Could It Be A Trilobite’s Descendant?

Could it be? Was this “bug” walking through my living room a remnant of the trilobite species? I’d seen pill bugs before, but this bug looked to have LOBES! And three of them at that!

The child inside of me was beyond excited, thrilled…not quantifiable. I hopped onto Google (of course). There I found a TON of info and began to learn so many new things.

I started by searching with the only terms I knew: “roly-poly bug” and “pill bug”. I learned that people all over the US called them by different names. And there were a lot of different species with a wide variety of markings. It was the pale markings on my bug that made it appear to have lobes, which it really did not.

Next, my husband announced that it really couldn’t be a trilobite because all the known species were “assumed” to have lived in water. So I dug a little deeper. Lo and behold, the pillbug, roly-poly (or even sowbug) is not an insect at all…it’s a crustacean! It has gills! I will forever remember these last facts because they are unique, unexpected and the opposite of what I thought I was observing: an insect. But this guy has 7 pairs of legs…and those GILLS!

Why is this so fascinating? I believe I had a childlike moment of learning, something all us teachers hope to inspire. And brought on by a tiny little bug.
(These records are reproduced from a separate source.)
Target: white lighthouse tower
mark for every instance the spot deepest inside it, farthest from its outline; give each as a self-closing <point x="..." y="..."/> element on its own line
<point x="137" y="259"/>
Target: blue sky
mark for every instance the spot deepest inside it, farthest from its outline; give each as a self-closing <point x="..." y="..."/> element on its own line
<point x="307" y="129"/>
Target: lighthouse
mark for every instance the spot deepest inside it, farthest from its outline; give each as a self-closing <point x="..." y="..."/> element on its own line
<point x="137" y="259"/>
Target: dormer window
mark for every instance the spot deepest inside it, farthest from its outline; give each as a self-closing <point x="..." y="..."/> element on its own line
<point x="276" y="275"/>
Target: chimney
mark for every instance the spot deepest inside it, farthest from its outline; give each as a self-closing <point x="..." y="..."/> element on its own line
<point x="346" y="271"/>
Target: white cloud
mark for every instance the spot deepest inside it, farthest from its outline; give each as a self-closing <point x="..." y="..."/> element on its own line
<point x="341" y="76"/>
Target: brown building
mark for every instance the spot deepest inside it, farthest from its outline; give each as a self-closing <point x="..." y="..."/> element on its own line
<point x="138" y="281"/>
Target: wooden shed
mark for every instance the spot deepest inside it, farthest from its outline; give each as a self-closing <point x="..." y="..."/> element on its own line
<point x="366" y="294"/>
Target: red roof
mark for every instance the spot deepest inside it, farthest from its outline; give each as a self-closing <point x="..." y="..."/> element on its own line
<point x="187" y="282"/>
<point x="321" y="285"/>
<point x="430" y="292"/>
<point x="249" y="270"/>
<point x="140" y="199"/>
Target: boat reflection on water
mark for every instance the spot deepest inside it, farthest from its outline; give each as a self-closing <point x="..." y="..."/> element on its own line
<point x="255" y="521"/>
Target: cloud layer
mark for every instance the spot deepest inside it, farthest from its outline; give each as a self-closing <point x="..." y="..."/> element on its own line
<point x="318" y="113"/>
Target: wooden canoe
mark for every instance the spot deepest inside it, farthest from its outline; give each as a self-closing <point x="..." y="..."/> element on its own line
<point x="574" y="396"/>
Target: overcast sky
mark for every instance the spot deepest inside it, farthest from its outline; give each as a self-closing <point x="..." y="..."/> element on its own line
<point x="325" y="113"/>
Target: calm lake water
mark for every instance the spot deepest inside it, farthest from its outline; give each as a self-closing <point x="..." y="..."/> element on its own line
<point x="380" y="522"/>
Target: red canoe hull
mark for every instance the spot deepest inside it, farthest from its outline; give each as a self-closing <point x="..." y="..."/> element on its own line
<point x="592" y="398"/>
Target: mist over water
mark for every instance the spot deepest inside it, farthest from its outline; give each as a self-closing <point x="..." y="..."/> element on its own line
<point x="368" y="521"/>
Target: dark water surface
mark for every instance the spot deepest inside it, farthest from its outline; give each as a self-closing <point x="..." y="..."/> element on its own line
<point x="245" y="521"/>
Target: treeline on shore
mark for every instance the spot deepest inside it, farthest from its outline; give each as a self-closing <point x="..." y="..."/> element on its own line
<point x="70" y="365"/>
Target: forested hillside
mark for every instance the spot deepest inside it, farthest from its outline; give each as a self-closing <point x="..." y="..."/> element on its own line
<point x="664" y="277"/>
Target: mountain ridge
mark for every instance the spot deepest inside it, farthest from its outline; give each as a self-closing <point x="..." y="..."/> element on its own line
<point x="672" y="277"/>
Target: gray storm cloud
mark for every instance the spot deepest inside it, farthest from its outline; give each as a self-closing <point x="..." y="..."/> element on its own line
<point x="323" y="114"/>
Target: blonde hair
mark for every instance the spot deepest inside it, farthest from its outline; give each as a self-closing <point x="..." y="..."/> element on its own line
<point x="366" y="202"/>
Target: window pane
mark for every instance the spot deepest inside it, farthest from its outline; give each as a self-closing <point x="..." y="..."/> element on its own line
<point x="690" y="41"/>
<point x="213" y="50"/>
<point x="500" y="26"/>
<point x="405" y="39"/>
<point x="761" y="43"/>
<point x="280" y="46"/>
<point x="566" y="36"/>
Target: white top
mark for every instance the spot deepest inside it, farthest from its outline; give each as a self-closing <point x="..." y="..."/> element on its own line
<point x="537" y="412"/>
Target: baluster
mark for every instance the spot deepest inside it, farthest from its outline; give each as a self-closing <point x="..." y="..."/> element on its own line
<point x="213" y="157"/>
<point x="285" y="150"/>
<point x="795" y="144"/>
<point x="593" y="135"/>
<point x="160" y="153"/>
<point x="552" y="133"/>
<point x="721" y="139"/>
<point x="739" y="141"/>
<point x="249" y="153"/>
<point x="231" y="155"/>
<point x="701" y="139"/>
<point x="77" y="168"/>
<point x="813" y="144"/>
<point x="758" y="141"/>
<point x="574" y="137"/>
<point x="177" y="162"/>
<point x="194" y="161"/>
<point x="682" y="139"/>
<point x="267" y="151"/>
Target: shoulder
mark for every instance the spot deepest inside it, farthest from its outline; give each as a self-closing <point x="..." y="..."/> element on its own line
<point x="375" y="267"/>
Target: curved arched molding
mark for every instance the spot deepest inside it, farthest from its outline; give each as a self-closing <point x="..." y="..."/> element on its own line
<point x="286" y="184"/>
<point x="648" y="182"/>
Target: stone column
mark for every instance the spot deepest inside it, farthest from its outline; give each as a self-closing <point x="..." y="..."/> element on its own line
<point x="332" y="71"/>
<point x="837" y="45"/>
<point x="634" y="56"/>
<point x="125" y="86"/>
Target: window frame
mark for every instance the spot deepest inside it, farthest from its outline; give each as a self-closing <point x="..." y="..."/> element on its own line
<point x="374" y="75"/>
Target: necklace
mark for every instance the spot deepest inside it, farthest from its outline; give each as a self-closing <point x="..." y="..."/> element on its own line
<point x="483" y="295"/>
You see, this example had all the elements of what we teachers need to inspire learning:

  1. A Eureka moment in which I was driven to figure out if this could really be a unique species of trilobite.
  2. A novel learning moment in which I learned that this “bug” was no insect; rathe a crustacean with 7pairs of legs, and GILLS!
  3. Comparable/compatible information that helped me understand my curiosity: besides looking like a trilobite, they also behave like a trilobite. When they are moving, their little legs hold up the “shell” and when touched, they roll into a tight ball.

All in all, it was a perfect (personal) example of what great learning can be.

What sort of amazement will you inspire in your students today?